Mit "kompromittierenden Fotos" hätte man seine Tochter unter Druck gesetzt, schilderte der Vater. Seine Tochter habe nicht zur Polizei gehen wollen, weil sie befürchtete, das Wissen um ihre Kontakte zu Jugendlichen würde an der Schule die Runde machen: "Sie hat gemeint, dass das beruflich schlecht ausgeht. Sie war total durch den Wind." Dann sei einige Zeit eine Ruhe gewesen, seine Tochter hätte geglaubt, die Angeklagten hätten das Interesse an ihr verloren. Diese sei aber dessen ungeachtet weiter unter Druck gestanden: "Dass das rauskommt, war ihre größte Angst. Die Scham. Die Kollegen haben sie blockiert gehabt. Außer uns hat sie niemanden gehabt. Sie war sozial abgenabelt."

Die Hauptangeklagten - ein 15-jähriger Iraker, ein 17-jähriger Rumäne und ein 15-jähriger Afghane - befinden sich seit acht Monaten in U-Haft. Sie sind zu den zentralen Vorwürfen - darunter Vergewaltigung und sexueller Missbrauch - nicht geständig, die Brandstiftung geben sie zu. Insgesamt müssen sich sieben Burschen vor einem Schöffensenat verantworten, darunter auch ein mittlerweile 17-jähriger Ex-Schüler der Lehrerin, mit dem die Frau kurzzeitig ein einvernehmliches und daher strafrechtlich unbedenkliches sexuelles Verhältnis gehabt haben soll. Der Jugendliche war in diesem Zeitraum 16 Jahre alt. Ihm wird lediglich die Beteiligung am Diebstahl der Spardose aus der Wohnung der Lehrerin angekreidet.

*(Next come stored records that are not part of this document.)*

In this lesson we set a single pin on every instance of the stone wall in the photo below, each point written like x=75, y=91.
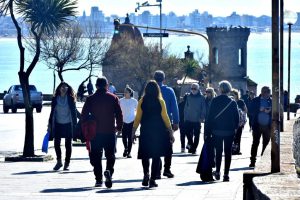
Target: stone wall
x=296, y=144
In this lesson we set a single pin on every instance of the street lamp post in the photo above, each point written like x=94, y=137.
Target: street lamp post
x=290, y=18
x=146, y=4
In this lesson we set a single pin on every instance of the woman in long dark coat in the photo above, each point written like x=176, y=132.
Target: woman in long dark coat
x=221, y=124
x=62, y=122
x=156, y=135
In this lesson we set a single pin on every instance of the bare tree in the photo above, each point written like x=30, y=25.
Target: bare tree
x=43, y=17
x=74, y=49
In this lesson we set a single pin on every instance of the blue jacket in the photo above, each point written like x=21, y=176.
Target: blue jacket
x=254, y=111
x=171, y=103
x=226, y=123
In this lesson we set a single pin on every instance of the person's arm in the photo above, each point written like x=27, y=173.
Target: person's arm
x=164, y=114
x=138, y=116
x=174, y=107
x=85, y=110
x=118, y=115
x=203, y=109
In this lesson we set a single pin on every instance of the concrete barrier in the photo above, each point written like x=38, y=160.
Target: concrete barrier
x=296, y=145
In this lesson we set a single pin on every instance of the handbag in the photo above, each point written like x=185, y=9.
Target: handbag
x=45, y=142
x=220, y=113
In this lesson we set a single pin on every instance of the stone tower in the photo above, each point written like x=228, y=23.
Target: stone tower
x=229, y=55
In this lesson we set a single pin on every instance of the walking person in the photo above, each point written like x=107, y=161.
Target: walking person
x=104, y=107
x=221, y=124
x=156, y=134
x=242, y=108
x=90, y=87
x=81, y=91
x=194, y=114
x=261, y=111
x=181, y=123
x=62, y=122
x=210, y=94
x=128, y=105
x=173, y=113
x=112, y=89
x=248, y=104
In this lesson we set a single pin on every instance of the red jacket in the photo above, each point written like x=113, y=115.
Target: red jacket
x=106, y=110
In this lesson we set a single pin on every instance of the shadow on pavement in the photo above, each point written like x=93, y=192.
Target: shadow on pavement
x=74, y=172
x=241, y=169
x=122, y=190
x=87, y=158
x=192, y=163
x=183, y=155
x=58, y=190
x=34, y=172
x=128, y=181
x=190, y=183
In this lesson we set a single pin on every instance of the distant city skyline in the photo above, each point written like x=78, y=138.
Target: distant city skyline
x=183, y=7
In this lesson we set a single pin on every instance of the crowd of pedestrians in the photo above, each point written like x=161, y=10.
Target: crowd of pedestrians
x=104, y=116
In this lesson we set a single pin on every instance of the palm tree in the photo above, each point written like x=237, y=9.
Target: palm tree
x=190, y=68
x=43, y=17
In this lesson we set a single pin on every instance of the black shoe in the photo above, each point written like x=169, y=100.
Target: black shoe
x=66, y=165
x=216, y=175
x=168, y=174
x=57, y=166
x=152, y=183
x=98, y=184
x=125, y=154
x=145, y=180
x=108, y=181
x=225, y=178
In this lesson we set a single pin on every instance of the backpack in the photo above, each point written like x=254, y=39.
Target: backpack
x=243, y=117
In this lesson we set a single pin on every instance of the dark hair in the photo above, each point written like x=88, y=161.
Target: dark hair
x=159, y=76
x=128, y=89
x=101, y=82
x=152, y=90
x=70, y=91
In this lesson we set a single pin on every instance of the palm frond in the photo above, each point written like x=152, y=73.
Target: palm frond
x=4, y=7
x=46, y=16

An Schule kursierten offenbar Gerüchte um Lehrerin

An der Schule dürften mit Beginn des Wintersemesters 2024/2025 Gerüchte über ein Naheverhältnis der Lehrerin zu minderjährigen ehemaligen Schülern die Runde gemacht haben. Darauf deutete jedenfalls die Aussage einer an der Bildungseinrichtung tätigen Direktionsassistentin hin, die von einem Verteidiger stellig gemacht worden war und die kurzfristig als Zeugin befragt wurde. Sie habe in den Sommerferien 2024 zufällig einen Schüler auf der Straße getroffen: "Er hat mir erzählt, dass sie (die Lehrerin, Anm.) Jugendliche zu sich einlädt und mit ihnen Geschlechtsverkehr hat." Sie sei "natürlich geschockt" gewesen, der Bursch, zu dem sie "ein Vertrauensverhältnis" gehabt hätte, habe "ein paar Namen genannt".

Sie habe "darüber nachgedacht, ob das wahr ist", gab die Zeugin weiter zu Protokoll. Es habe "für mich glaubwürdig" geklungen: "Der Junge hat keinen Grund, mir nicht die Wahrheit zu sagen." Im Herbst seien dann ehemalige Schüler in die Schule gekommen und hätten Ähnliches erzählt: "Die Mädchen waren sehr aufgeregt, dass eine ältere Dame, eine Lehrerin Jungs zu sich einlädt."

Die Staatsanwaltschaft hat gegen die Lehrerin zu keinem Zeitpunkt strafrechtliche Ermittlungen eingeleitet. Es war kein Fehlverhalten der Frau im Sinne eines etwaigen Missbrauchs eines Autoritätsverhältnisses oder sonstiger strafrechtlicher Bestimmungen nachweisbar. Die Bildungsdirektion gab sich zu dieser Thematik zugeknöpft. "Da es sich hier um personenbezogene Daten handelt, kann die Bildungsdirektion für Wien aus datenschutzrechtlichen Gründen zu den Fragen keine Auskunft geben", hieß es am Montagnachmittag auf APA-Anfrage.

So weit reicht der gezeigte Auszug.